The definition of 'wanderlust' is "a strong desire to travel", according to the internet. In the rush hour, I'd propose adding 'all-consuming' to that definition. Anything to not be crawling in stop-start motorway traffic, right?
From time-to-time, working in the global automotive industry does allow us to indulge our desires to travel. A transcontinental dash to Frankfurt or Geneva, week-long vehicle launches on the Iberian Peninsula... Even the occasional 'once-in-a-lifetime' drive, all in the name of work.
I have never been anywhere so otherworldly – so totally at odds with my daily surroundings – than the Tuktoyaktuk Winter Road. You'll know of this road – it was one of the routes from 'Ice Road Truckers' on TV. It charts a 190-kilometre course along the Mackenzie River delta and northern coast of Canada's Northwest Territories, a road of ice from Inuvik to the Inuvialuit village of Tuktoyaktuk.
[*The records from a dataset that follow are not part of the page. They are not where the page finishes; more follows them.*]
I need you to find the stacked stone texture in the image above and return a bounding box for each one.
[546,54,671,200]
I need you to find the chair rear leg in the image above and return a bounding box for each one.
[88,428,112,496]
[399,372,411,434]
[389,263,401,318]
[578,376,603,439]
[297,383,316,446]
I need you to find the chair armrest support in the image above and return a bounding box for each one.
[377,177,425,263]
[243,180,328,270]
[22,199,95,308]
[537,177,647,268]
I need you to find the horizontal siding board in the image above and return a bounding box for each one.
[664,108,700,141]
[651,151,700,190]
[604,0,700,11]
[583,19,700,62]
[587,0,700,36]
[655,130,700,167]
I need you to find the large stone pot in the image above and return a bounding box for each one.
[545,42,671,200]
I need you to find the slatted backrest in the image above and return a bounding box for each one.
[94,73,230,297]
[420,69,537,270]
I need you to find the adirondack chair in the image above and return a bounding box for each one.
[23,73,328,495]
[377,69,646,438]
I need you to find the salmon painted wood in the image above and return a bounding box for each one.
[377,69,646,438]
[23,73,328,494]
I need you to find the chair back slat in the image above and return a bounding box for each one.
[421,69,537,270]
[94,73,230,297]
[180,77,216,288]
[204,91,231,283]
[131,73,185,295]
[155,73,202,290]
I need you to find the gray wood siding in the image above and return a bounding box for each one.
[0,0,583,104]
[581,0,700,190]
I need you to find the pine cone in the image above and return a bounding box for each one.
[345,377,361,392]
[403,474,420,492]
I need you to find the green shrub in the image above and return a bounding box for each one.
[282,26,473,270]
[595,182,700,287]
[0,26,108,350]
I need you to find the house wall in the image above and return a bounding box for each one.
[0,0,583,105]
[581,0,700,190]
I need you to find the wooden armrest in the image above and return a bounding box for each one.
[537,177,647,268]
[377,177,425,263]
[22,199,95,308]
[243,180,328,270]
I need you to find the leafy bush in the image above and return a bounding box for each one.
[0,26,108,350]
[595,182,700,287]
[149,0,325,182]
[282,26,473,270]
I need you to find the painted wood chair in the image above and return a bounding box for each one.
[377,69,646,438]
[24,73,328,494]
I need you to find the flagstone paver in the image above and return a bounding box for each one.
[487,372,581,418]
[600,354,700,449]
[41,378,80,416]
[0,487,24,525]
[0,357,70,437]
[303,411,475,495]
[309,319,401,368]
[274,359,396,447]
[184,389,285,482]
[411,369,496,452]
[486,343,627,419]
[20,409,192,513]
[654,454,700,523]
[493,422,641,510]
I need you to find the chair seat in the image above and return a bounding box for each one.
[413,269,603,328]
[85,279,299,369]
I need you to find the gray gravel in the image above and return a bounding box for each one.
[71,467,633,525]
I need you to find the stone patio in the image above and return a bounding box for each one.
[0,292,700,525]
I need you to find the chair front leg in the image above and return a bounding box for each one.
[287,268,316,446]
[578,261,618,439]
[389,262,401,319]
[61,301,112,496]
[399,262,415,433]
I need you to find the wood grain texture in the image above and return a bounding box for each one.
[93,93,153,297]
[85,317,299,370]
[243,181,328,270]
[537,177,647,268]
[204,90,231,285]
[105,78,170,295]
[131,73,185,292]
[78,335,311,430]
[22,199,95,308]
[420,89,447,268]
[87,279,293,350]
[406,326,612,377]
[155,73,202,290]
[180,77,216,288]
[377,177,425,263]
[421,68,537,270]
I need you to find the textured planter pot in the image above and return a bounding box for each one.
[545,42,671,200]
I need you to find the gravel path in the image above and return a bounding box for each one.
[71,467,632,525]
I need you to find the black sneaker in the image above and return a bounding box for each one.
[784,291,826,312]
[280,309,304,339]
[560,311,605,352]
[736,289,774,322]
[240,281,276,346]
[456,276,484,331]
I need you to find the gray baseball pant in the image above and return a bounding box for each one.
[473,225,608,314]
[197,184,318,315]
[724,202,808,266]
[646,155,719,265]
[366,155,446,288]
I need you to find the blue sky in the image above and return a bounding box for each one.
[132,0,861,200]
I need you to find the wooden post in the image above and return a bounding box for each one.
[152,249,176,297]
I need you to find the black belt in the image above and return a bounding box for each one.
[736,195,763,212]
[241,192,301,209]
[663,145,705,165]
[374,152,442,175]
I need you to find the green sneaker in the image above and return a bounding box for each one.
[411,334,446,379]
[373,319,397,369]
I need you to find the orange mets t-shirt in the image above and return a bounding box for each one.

Hundreds of miles inside the Arctic Circle, the ice is six to eight feet thick, with a weight limit of 35 tonnes. This ‘road’ was the destination for an exclusive drive by BBC Top Gear Magazine of the new Jeep Grand Cherokee Trailhawk, all arranged by PFPR. At 2.2-tonnes in weight, the Jeep slipped well under the weight limit, but it doesn't stop us gazing down in wonderment at the blue-black water beneath our feet whenever we step out of the car. Like shattered glass, the ice is riddled with beautiful white fractures, cracks that look like frozen flashes of lightning.
It's bitingly cold, so we don't stay out for long. One day, the temperature gauge plummets to 38°C below zero. The wind chill was minus 55°C.